Jean Lurçat, le maître de la tapisserie contemporaine, a voué le dernier tiers de sa vie d’artiste à la céramique. Celle-ci correspondait à sa volonté de maintenir un contact familier avec le public, habitué à des objets domestiques, vases, plats, pichets, soupières, carreaux, pas forcément aux dernières innovations de l’art moderne. Or c’est dans l’atelier perpignanais de Sant Vicens, en collaboration avec des artisans audacieux, inventifs et scrupuleux, que Jean Lurçat a produit un grand nombre de pièces, que le musée Rigaud présente aujourd’hui.

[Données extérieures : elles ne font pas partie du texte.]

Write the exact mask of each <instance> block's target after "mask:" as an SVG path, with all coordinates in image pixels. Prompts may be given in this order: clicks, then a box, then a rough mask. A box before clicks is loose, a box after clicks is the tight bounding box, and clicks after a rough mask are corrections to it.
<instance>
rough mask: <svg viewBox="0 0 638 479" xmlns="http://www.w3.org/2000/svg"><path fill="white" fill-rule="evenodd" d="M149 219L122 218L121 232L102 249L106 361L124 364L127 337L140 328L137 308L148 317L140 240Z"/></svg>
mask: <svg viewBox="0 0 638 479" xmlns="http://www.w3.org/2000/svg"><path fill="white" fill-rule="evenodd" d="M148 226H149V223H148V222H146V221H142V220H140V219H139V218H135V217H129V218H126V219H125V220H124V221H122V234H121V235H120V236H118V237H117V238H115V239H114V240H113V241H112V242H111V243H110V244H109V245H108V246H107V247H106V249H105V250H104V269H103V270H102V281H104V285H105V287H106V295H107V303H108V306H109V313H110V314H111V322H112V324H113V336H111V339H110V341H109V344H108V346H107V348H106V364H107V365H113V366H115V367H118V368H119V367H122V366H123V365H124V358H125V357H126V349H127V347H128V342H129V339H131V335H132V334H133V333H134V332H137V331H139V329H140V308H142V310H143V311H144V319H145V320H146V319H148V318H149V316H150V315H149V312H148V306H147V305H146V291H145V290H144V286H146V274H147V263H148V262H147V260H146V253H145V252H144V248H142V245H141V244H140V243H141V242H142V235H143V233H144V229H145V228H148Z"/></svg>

La céramique, tout comme la tapisserie, est revenue en force de nos jours avec la considération accordée par l’art contemporain aux pays émergents et à leurs traditions spécifiques, et aussi en tant que résistance aux technologies de l’immatériel. Jean Lurçat s’est ainsi éloigné d’une certaine tradition afin d’introduire des motifs simples, compréhensibles par le plus grand nombre et relevant d’une symbolique qui lui est particulière. Ainsi recourt-il, dans son œuvre, au bestiaire du bouc, ou du bélier, créatures terrestres à l’instar justement de la matière à manier, ou encore du coq, incarnant de surcroît l’aurore et ses feux. Mais aussi à des êtres signifiant l’eau, tels le poisson ou la sirène ; l’air, à l’instar des papillons ; ou le feu que l’on découvre dans l’un de ses chefs-d’œuvre, la tapisserie de basse lisse : Apollo, le Soleil.
Cette exposition, si elle présente essentiellement des céramiques, et notamment celles que Lurçat s’est ingénié à peindre, revient sur les deux activités essentielles qui ont rendu son œuvre célèbre : la peinture, qu’il a pratiquée jusqu’à la Seconde Guerre mondiale, et la tapisserie qu’il a contribué à rénover et à imposer. La première, en phase avec le cubisme, le fauvisme et même un certain orientalisme de l’entre-deux guerres, ancre sa production dans la modernité, et l’on peut dire aussi l’urbanité ou la mondanité puisqu’il collabore avec les arts du spectacle. Toutefois, l’Histoire le rattrape, sa palette s’assombrit et il renonce à la peinture de chevalet pour des fresques monumentales. Il découvre l’immense tapisserie de l’Apocalypse à Angers et se consacre alors à la tapisserie qui lui vaudra la gloire notamment avec son fameux chant du monde, où se révèle son inquiétude et son engagement humaniste jamais pris en défaut. Il simplifie les formes, découvre la faïence, limite la palette des couleurs, et sait trouver les associés compétents. À l’instar de ses confrères Maillol, ou Miro, et même Dufy, Lurçat expérimente la céramique, dans cette Catalogne qui est le pendant pictural de la Côte d’Azur, chère à Picasso entre autres. Au musée Rigaud, on découvre cette production originale qui se voulait libre et enthousiaste, généreuse et confiante en l’homme. Avec un seul mot d’ordre : « Liberté », emprunté à Éluard.